Ketta brought a basket of small objects without being asked: feather, copper coin, warm spoon, cold spoon, linen thread, smooth bead. Lina could have kissed her for the practical miracle of good staff and did not because the room had enough complicated bodies already.

They mapped more. Darel felt the warm spoon on his right palm but not the cold one until he saw it. He felt the feather on his cheek and laughed in relief, then cried because he did not feel it on his left forearm. He felt Vena's voice in the ordinary way voices entered the ears, but when she hummed the tune she used when washing sheets, the green scab on his calf brightened.

Vena stopped humming. "That is our bedroom tune."

"And the ditch likes it," Tamsin said, flat with dislike. "That goes on the warning board."

Lina added: familiar sounds may trigger shine. Do not test songs alone.

Old Pero put bread beside them without comment. That was his gentlest language.

The green shine behind the inn brightened when Darel cried. Not much. Enough.

Lina went to the back door and looked out. The south ditch ran along the herb beds, usually dull, muddy, and useful only to people who loved drainage too much. Now thin green light moved under the water in pulses.
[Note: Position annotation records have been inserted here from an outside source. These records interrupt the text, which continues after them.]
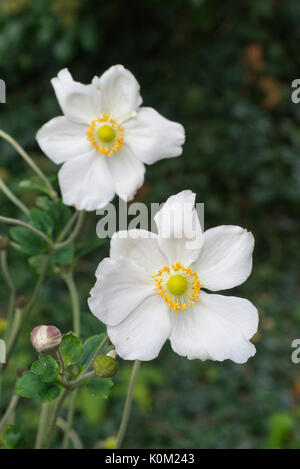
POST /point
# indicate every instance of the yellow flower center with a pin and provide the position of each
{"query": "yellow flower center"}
(177, 286)
(106, 135)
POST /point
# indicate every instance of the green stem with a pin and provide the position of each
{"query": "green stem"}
(55, 416)
(69, 419)
(14, 221)
(10, 284)
(28, 160)
(10, 409)
(128, 403)
(99, 350)
(17, 321)
(42, 425)
(82, 378)
(74, 233)
(73, 435)
(69, 279)
(13, 198)
(68, 226)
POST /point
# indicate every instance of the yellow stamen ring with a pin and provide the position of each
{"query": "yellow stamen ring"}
(106, 135)
(177, 286)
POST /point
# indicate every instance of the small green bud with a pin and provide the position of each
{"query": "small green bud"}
(105, 366)
(4, 243)
(45, 339)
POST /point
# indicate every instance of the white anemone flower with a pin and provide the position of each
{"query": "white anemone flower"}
(105, 137)
(152, 288)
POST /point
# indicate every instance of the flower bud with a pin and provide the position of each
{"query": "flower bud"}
(105, 366)
(45, 339)
(4, 243)
(21, 301)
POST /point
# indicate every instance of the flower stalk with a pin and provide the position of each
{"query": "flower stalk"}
(128, 404)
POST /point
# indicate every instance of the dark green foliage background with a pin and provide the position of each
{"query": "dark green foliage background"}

Reeds that had not been there yesterday leaned toward the inn wall.

Tamsin joined her. "Say the idea before it grows teeth."

"Something in the marsh takes or stores sensation. Darel washed a cut in the wrong water. The false shore bottle had a marsh reed on it because someone may be mixing stolen sensation with counterfeit desire."

"And you want to find the plant."

"I want to find who understands the plant before Perric does."

Tamsin folded her arms with familiar courtroom patience. "That is the better sentence. The first one sounded like you were about to flirt with a ditch."

Lina turned back to Darel and Vena. "I do not have a cure yet. I may know who to ask. Until then: no brew, no ale, no sex meant to prove anything, no hot work, no washing cuts in ditch water, and if your body becomes aroused without feeling pleasure, you stop and name it as symptom, not failure."

Darel breathed through his nose. "Can I sleep beside my wife?"

Vena answered first. "You had better. If numbness steals my husband and then claims the blankets, I am burning the marsh."

Isolde gave her a small warning look. "Do not threaten wetlands in a room with glowing drainage."

"Fine. I will burn something symbolic."

Tamsin smiled despite herself. "Start with shame. It catches quickly."

Lina wrote the first marsh notice:

Green ditch water: do not touch with cuts. Numbness is harm, not moral failure. Erection is not proof of pleasure. Bring symptoms early.

As she pinned it by the back door, the green ditch pulsed once.

The numb man did not feel his wife's hand.

The marsh, however, seemed to be listening.